Now, evaluate the limit by substituting $x = \pi/2$ into the expression:

$= 2 \sec^2 (2 \cdot \pi/2)$

$= 2 \sec^2 \pi$

Recall that $\sec \pi = \frac{1}{\cos \pi}$. The value of $\cos \pi$ is $-1$.

So, $\sec \pi = \frac{1}{-1} = -1$.

Therefore, $\sec^2 \pi = (-1)^2 = 1$.

Substitute this value back into the limit:

$= 2 \cdot 1$

$= 2$

Both methods yield the same result.

The final answer is 2.

Given:

The function is $f(x) = (x^2 + 1) \cos x$.

Solution:

We need to find the derivative of $f(x) = (x^2 + 1) \cos x$. The function is a product of two functions, so we will use the Product Rule for differentiation.

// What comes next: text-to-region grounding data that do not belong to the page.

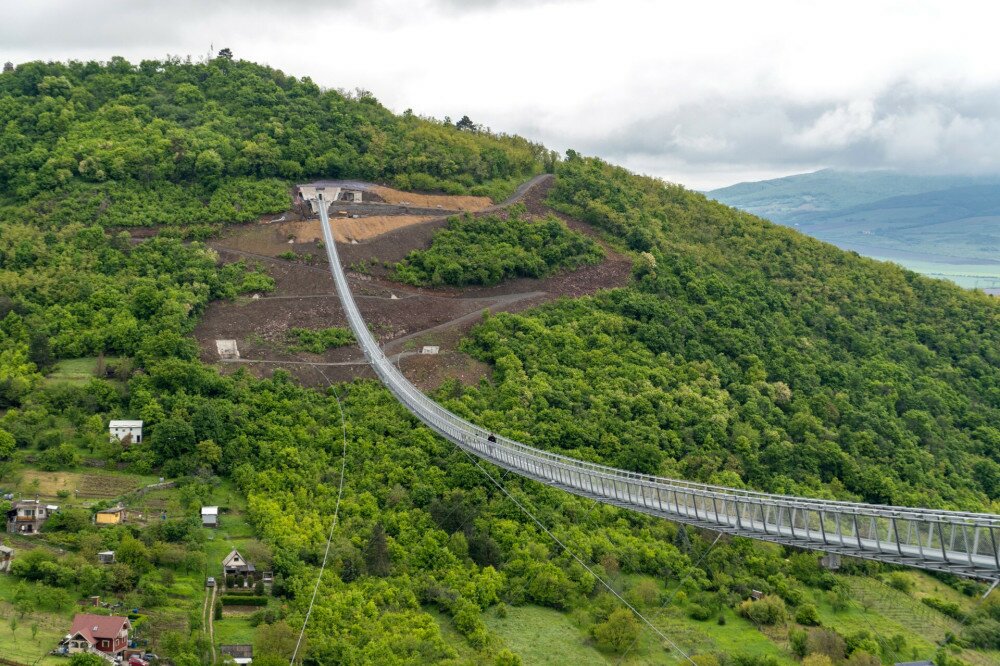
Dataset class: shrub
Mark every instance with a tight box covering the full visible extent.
[737,595,787,626]
[805,629,847,660]
[790,628,808,658]
[687,603,714,621]
[886,572,914,594]
[287,327,354,354]
[795,603,821,626]
[592,608,640,653]
[38,443,79,470]
[963,618,1000,649]
[221,595,268,606]
[494,649,522,666]
[921,596,967,621]
[691,656,720,666]
[802,656,834,666]
[843,652,880,666]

The Product Rule states that if $f(x) = u(x)v(x)$, where $u(x)$ and $v(x)$ are differentiable functions, then the derivative of $f(x)$ is given by:

$f'(x) = u'(x)v(x) + u(x)v'(x)$

In our function $f(x) = (x^2 + 1) \cos x$, we identify the two functions:

Let $u(x) = x^2 + 1$.

Let $v(x) = \cos x$.

Now, find the derivatives of $u(x)$ and $v(x)$ with respect to $x$:

The derivative of $u(x) = x^2 + 1$ is:

$u'(x) = \frac{d}{dx}(x^2 + 1)$

$u'(x) = \frac{d}{dx}(x^2) + \frac{d}{dx}(1)$

$u'(x) = 2x + 0$

$u'(x) = 2x$

The derivative of $v(x) = \cos x$ is:

$v'(x) = \frac{d}{dx}(\cos x)$

$v'(x) = -\sin x$

Substitute $u(x)$, $v(x)$, $u'(x)$, and $v'(x)$ into the Product Rule formula $f'(x) = u'(x)v(x) + u(x)v'(x)$:

$f'(x) = (2x)(\cos x) + (x^2 + 1)(-\sin x)$

Simplify the expression:

$f'(x) = 2x \cos x - (x^2 + 1) \sin x$

$f'(x) = 2x \cos x - x^2 \sin x - \sin x$

The derivative of $f(x) = (x^2 + 1) \cos x$ is $f'(x) = 2x \cos x - (x^2 + 1) \sin x$.